Social Media Scams Cost Americans $2.1 Billion in 2025, FTC Reports
In 2025, American consumers suffered staggering financial losses totaling $2.1 billion due to scams initiated through social media platforms, as detailed in a recent report by the U.S. Federal Trade Commission (FTC). This figure represents an eightfold increase compared to previous years, underscoring the escalating threat posed by online fraudsters.
The FTC’s findings reveal that nearly 30% of individuals who reported financial losses attributed the inception of these scams to social media interactions. Among the various platforms, Facebook emerged as the predominant source, with a significant number of scams originating there. WhatsApp and Instagram followed, ranking second and third, respectively. Notably, the monetary losses reported from scams on Facebook alone surpassed those from text or email-based scams, highlighting the platform’s vulnerability to fraudulent activities.

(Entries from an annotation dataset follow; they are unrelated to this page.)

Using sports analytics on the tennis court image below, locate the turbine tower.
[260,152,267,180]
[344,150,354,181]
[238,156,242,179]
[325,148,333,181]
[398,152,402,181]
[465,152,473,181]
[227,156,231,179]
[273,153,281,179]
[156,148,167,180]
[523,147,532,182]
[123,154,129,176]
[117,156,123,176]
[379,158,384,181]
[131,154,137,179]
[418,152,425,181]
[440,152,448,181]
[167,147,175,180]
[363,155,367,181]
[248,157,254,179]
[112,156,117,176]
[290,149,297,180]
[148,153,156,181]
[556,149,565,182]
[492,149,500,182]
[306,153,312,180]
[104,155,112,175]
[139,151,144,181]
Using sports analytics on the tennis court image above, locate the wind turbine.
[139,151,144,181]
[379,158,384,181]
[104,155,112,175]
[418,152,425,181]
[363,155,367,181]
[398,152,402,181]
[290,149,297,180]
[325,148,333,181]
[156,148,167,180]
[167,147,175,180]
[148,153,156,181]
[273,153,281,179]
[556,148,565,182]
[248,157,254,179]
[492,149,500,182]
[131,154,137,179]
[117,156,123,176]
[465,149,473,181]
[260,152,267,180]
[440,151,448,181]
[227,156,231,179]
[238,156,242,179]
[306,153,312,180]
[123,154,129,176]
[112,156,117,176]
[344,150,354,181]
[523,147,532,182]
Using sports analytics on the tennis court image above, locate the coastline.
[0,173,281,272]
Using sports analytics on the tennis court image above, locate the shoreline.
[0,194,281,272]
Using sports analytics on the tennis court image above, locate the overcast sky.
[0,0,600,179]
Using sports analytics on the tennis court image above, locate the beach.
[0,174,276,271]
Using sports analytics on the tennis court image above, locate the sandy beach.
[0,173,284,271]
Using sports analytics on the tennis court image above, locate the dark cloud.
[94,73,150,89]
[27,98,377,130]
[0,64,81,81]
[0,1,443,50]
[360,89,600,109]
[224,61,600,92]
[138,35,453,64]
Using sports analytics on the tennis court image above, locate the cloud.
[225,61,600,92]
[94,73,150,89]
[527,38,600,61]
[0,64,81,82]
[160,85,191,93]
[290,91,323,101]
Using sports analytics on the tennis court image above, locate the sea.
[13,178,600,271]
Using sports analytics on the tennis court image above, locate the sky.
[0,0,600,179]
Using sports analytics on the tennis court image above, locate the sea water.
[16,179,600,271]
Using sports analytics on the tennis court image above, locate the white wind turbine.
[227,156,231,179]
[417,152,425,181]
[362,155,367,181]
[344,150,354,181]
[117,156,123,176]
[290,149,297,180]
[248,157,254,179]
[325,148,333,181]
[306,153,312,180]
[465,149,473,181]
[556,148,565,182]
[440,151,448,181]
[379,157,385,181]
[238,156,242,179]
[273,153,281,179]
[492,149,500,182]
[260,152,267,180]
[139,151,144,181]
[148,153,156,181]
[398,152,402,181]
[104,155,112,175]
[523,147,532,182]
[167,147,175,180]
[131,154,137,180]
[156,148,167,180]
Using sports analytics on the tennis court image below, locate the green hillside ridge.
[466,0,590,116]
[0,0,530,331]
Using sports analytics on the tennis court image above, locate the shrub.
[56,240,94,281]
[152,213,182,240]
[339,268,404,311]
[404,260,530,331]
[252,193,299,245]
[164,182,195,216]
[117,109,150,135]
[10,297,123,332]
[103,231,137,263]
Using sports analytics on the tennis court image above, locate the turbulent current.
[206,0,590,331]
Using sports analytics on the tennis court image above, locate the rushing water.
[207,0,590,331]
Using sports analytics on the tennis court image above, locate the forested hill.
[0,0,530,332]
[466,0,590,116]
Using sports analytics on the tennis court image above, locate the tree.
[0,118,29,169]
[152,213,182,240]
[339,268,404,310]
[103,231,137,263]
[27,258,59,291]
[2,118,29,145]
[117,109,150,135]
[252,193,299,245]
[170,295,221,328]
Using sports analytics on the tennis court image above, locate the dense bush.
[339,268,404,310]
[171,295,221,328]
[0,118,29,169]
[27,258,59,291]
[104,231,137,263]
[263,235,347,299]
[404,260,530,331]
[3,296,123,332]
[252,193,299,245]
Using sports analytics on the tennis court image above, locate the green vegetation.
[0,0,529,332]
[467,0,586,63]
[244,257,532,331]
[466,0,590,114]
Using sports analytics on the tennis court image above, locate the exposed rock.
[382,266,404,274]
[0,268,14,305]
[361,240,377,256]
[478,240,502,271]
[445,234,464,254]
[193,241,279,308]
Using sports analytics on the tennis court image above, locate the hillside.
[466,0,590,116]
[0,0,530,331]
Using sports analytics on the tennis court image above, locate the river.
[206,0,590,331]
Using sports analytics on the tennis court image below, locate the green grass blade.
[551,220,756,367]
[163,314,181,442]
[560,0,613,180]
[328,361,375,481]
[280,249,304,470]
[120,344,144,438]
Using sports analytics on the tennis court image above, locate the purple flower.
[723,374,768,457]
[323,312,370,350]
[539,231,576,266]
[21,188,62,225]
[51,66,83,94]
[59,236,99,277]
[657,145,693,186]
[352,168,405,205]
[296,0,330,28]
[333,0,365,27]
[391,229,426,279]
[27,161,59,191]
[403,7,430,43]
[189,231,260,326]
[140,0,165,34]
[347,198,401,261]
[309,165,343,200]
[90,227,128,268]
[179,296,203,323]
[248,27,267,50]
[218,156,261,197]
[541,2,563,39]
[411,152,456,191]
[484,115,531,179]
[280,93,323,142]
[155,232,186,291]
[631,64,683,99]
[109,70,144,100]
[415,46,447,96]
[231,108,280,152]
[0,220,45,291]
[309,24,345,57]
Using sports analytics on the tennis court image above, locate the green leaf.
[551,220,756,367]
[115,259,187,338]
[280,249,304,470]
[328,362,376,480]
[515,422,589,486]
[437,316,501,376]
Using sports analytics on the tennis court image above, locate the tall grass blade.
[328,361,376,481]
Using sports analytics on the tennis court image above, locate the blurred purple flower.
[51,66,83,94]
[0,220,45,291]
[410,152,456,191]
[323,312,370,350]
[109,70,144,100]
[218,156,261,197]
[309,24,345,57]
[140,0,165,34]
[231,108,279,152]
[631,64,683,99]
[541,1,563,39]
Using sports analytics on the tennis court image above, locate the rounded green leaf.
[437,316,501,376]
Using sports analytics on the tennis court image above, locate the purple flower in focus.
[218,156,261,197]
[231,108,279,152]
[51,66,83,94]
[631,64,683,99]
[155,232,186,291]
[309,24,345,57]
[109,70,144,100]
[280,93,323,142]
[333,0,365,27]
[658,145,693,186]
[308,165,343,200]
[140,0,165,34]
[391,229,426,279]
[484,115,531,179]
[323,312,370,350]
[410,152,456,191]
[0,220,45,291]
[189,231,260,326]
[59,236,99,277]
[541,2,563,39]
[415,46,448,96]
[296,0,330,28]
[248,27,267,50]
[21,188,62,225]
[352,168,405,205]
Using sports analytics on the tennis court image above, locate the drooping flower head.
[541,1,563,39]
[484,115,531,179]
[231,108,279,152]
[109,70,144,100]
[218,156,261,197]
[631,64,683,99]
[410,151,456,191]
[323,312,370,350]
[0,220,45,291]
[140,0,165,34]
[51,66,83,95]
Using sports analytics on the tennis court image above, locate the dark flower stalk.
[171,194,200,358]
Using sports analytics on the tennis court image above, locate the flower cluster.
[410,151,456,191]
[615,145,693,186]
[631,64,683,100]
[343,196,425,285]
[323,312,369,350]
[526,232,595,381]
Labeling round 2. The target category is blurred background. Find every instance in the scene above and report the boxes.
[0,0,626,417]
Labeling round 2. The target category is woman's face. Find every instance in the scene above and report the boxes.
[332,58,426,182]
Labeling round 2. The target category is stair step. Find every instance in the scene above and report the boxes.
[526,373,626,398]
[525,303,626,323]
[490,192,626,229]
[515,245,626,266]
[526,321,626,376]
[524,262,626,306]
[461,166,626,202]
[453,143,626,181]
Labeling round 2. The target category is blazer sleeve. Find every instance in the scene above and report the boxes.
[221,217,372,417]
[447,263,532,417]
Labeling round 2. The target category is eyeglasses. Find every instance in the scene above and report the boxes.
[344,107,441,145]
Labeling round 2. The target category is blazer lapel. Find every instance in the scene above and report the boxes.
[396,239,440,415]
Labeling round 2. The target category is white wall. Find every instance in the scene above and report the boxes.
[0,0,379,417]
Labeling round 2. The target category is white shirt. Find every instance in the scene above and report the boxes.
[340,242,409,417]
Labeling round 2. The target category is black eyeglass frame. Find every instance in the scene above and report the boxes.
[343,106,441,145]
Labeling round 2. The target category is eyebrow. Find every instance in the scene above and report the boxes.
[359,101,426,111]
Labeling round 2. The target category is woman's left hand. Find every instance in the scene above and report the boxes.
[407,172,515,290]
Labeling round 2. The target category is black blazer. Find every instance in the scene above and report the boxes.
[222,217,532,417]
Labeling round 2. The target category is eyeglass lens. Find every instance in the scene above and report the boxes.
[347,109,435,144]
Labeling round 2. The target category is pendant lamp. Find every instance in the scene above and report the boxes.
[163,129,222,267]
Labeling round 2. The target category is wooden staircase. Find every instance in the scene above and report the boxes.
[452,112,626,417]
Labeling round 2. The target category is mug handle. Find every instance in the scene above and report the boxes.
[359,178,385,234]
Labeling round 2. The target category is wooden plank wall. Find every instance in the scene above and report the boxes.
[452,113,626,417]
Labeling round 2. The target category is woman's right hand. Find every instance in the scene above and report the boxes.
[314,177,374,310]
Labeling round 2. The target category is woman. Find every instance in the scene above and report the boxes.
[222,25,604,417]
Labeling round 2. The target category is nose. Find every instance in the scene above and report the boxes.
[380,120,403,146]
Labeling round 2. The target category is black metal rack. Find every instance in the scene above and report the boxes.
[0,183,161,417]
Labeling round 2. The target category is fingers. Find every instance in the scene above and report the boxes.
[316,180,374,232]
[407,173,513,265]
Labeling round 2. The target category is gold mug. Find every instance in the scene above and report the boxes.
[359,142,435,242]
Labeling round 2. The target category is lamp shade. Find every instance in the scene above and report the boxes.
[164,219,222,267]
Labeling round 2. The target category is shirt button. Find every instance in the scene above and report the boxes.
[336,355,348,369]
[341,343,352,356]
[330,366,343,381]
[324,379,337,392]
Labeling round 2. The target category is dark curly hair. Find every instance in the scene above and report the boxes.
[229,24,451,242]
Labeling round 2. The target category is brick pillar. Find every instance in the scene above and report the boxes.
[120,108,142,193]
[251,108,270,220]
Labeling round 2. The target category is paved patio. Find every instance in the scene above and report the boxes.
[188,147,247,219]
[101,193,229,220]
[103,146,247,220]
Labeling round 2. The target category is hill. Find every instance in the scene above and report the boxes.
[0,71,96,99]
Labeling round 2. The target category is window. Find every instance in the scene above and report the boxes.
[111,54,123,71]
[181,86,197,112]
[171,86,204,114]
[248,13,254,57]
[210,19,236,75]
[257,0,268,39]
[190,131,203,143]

The spectrum of social media scams is diverse, with shopping scams leading the list. Over 40% of victims reported purchasing items advertised on social media—ranging from clothing and cosmetics to car parts and even pets—only to receive counterfeit products or nothing at all. These deceptive advertisements often directed consumers to unfamiliar websites or counterfeit versions of reputable brand sites, enticing them with substantial discounts.
Investment schemes also featured prominently among the reported scams. Fraudsters employed ads or posts promising to educate individuals on investment strategies, while others masqueraded as trustworthy advisors or orchestrated WhatsApp groups filled with fabricated testimonials. Such investment-related scams culminated in losses amounting to $1.1 billion.
Romance scams, another prevalent category, saw nearly 60% of victims indicating that the fraudulent relationships began on social media platforms. Scammers meticulously crafted their approaches to align with victims’ profiles, eventually fabricating crises that necessitated financial assistance or subtly offering investment advice to lure victims onto bogus investment platforms.
To mitigate the risk of falling prey to these scams, the FTC recommends several precautionary measures:
– Restricting Audience Visibility: Adjust privacy settings to control who can view personal posts and contact information, thereby limiting exposure to potential scammers.
– Independent Investment Decisions: Refrain from allowing individuals met online to influence or direct personal investment choices, as this can be a tactic used by scammers to gain financial control.
– Thorough Product Vetting: Before making purchases based on social media advertisements, conduct comprehensive research on the company. This includes searching the company’s name alongside terms like scam or complaint to uncover any potential red flags.
By implementing these strategies, consumers can enhance their defenses against the pervasive threat of social media scams and safeguard their financial well-being.